Quand on rentre d'une journée de travail épuisante (je travaille pas ok ok mais vous voyez l'idée), on a envie de se changer les idées. On allume la télé et on mange devant le rituel de nos chères chaînes hertziennes, les séries policières américaines. Il y a le choix et on peut en mater à peu près une par soir suivant les moments. Les Experts sur TF1, les NCIS sur M6, bref, tout cela se regarde sans déplaisir : il y a juste ce qu'il faut d'intrigue pour qu'on suive sans se faire chier et surtout sans trop se prendre la tête.
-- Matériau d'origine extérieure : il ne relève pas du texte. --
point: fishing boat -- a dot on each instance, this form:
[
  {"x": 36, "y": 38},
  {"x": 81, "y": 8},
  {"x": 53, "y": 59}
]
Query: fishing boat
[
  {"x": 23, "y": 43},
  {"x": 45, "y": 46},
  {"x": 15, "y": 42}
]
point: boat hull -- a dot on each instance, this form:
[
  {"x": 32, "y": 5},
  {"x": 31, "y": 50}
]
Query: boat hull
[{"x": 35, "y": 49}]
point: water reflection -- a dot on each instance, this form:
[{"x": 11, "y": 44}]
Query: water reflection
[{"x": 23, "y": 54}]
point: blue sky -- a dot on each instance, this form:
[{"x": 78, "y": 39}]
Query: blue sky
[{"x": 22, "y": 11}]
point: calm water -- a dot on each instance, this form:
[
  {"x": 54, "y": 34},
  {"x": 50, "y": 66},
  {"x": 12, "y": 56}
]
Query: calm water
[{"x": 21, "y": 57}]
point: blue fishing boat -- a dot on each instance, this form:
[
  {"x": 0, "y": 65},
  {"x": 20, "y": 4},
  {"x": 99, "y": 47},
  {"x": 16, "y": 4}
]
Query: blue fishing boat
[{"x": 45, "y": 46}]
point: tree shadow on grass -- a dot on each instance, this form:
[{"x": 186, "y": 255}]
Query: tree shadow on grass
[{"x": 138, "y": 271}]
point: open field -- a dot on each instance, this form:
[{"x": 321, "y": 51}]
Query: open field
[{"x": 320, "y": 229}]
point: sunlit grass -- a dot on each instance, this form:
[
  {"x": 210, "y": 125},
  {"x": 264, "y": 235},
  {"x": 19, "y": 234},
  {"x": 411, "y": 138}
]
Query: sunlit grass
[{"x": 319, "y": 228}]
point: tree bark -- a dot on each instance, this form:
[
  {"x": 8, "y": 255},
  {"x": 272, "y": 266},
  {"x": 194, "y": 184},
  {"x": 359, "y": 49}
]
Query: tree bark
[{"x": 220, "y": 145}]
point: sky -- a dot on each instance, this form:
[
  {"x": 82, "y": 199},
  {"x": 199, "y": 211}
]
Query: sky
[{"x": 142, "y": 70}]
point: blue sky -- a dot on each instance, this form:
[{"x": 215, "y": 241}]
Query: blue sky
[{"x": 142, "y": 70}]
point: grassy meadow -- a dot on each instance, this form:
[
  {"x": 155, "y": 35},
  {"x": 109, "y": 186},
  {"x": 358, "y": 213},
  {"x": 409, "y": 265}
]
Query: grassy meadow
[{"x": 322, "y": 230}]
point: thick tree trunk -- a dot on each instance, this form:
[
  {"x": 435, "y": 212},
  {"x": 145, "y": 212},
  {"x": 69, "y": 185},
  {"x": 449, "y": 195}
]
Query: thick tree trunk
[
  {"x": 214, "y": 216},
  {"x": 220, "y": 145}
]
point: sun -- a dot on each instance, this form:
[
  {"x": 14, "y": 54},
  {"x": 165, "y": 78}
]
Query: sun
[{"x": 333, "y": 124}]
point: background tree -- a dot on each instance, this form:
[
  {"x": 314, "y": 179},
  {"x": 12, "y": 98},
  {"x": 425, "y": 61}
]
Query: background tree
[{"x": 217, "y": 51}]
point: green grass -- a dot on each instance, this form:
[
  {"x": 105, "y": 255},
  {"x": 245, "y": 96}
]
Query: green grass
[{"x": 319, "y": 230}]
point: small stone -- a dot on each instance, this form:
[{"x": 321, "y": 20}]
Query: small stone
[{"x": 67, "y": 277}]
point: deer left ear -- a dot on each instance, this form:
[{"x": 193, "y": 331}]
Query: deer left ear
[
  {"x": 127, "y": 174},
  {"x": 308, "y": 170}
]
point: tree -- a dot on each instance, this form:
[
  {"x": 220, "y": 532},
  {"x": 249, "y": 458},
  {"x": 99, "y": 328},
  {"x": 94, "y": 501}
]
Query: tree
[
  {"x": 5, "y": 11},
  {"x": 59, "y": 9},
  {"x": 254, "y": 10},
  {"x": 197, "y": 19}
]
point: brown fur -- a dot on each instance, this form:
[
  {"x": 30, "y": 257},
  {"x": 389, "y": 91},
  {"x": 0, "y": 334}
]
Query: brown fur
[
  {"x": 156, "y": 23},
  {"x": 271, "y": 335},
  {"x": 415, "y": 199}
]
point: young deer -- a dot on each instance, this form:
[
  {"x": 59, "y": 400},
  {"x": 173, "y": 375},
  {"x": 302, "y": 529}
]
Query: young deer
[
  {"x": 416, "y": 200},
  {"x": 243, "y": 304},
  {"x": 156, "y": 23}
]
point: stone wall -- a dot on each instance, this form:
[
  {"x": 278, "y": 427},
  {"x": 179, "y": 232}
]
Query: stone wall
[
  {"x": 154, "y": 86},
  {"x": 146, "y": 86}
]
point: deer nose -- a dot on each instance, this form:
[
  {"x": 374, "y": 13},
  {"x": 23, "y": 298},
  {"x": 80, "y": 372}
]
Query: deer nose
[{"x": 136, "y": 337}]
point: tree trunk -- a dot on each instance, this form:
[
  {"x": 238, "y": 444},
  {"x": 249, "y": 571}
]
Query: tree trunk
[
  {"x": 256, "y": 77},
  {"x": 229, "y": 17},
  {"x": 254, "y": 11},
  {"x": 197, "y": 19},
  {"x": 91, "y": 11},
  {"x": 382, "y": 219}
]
Personnellement j'ai un chouchou. Castle, série créée en 2009 par Andrew W. Marlowe. Qu'est-ce qui la différencie des autres?
Dans la tête de l'auteur
Une série policière obéit à un schéma simple et c'est ce qu'on lui demande à 21h le lundi soir. Ce qui va la distinguer des autres, c'est son traitement global et surtout ses personnages. J'ai tendance à placer les séries policières sur un axe simple : la série se prend-elle au sérieux ou pas? Par exemple, NCIS Los Angeles, Esprits Criminels ou *Les Experts : Miam*i (mon dieu que je DETESTE cette série) se prennent au sérieux. Hawai 5-0 ou Bones ne se prennent pas au sérieux. La série Castle, quand à elle, fonce droit dans le n'importe quoi assumé.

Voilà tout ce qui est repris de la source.